The underlying source of Nucor's reliability is the way in which it makes steel, which is by using electric arc mini-mills. To simplify things, these mills are more flexible than older-style mills that use blast furnaces. As such, mini-mills can be ramped up and down along with demand more easily. That allows Nucor to be more consistently profitable through the industry's normal cyclical swings.
On top of that, Nucor has long focused on using a portion of its own bulk steel to produce specialized steel products. Think things like the racks used to house data center technology and the doors used in warehouses and other large structures. Those are cherry-picked examples because they are both on trend with the artificial intelligence (AI) investment boom that's currently taking place. These products carry higher margins than commodity steel, and often have more resilient demand profiles.
Meanwhile, Nucor has a long history of investing for growth. That includes internal capital investment projects, like building new mills. But it also involves buying businesses, often in the specialty products space, that expand its operations into new areas.

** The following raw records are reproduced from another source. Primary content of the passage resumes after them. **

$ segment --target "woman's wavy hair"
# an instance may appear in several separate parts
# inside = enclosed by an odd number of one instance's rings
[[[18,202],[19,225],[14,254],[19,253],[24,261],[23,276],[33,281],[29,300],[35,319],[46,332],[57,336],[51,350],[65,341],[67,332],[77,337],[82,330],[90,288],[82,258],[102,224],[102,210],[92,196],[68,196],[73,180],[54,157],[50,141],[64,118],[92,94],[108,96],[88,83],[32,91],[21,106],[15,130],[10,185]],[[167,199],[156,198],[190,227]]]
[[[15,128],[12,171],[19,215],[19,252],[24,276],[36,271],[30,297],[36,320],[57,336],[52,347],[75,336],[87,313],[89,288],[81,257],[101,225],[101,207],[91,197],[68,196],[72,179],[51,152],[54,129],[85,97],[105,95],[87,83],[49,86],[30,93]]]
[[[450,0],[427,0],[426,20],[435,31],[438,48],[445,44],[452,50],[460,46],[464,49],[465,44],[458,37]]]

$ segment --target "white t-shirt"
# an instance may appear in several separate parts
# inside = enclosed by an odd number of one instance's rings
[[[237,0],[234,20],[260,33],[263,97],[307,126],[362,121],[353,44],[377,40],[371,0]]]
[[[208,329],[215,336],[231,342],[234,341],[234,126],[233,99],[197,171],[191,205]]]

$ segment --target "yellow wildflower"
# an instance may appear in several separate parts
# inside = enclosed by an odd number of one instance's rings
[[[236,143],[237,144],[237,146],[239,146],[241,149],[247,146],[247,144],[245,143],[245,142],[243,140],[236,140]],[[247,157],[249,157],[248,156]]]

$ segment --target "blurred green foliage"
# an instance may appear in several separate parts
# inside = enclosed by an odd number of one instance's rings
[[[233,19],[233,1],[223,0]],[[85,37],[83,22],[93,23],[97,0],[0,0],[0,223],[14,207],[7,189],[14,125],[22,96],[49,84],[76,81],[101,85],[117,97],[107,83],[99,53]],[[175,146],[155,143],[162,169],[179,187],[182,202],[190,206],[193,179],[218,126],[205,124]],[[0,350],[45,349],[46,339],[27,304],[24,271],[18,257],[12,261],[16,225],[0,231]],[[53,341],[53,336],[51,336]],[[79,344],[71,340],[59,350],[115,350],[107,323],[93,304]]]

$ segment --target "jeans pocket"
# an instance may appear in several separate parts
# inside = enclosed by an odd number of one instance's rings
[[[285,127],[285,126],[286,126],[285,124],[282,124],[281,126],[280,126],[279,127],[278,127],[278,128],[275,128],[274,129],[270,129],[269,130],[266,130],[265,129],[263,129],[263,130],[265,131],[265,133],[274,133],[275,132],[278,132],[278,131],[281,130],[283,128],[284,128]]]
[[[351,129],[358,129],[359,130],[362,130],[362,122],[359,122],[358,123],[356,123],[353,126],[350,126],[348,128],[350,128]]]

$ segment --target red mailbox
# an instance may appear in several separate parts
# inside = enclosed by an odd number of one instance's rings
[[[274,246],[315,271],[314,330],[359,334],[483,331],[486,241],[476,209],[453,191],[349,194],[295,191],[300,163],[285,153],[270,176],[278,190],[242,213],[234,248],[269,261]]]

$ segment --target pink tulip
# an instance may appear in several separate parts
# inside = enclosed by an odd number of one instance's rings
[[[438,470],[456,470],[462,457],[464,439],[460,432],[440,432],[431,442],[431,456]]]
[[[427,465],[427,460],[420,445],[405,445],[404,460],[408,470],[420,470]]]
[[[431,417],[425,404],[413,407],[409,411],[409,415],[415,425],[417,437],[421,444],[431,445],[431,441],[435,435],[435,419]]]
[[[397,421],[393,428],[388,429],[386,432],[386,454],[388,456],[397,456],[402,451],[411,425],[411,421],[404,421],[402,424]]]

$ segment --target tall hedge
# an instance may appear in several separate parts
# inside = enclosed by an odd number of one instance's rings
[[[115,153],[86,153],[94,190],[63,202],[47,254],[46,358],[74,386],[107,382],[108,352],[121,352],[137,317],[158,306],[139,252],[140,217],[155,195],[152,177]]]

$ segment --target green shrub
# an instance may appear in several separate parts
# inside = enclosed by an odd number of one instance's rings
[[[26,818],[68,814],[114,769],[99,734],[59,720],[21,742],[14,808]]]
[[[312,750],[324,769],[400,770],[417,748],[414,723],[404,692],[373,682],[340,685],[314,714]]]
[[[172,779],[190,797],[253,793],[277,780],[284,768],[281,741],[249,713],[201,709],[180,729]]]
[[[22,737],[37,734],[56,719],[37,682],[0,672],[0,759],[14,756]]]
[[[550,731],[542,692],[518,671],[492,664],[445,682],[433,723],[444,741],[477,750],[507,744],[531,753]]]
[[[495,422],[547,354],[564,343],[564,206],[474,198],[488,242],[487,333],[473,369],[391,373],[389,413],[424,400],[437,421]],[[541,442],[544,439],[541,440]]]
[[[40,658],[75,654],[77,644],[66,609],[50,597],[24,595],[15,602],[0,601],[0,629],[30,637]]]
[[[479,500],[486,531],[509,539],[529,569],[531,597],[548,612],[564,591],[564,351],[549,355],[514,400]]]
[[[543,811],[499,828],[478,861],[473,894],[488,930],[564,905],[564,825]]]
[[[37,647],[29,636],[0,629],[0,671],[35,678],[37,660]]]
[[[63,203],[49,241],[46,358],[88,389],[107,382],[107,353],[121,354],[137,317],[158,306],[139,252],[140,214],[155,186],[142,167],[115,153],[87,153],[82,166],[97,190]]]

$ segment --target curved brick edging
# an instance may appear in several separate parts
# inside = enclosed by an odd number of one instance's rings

It doesn't pull its horns in during industry downturns. In fact, management often leans into downturns and spends more, because that's when the best deals are likely to be had. The goal is to produce higher highs and higher lows for the business over time.
Nucor is worth a very close look right now
The proof of Nucor's successful model is, again, the dividend. And with the stock down so much from its most recent peak, now could be a great time to add this Dividend King to your portfolio.
The key, however, is to buy it and hold it for the long term. In fact, forever is probably what you should be thinking about when you invest in this industry-leading steelmaker.
Sure, Nucor is unloved today because the steel industry is in a funk. But that's why you should want to buy it.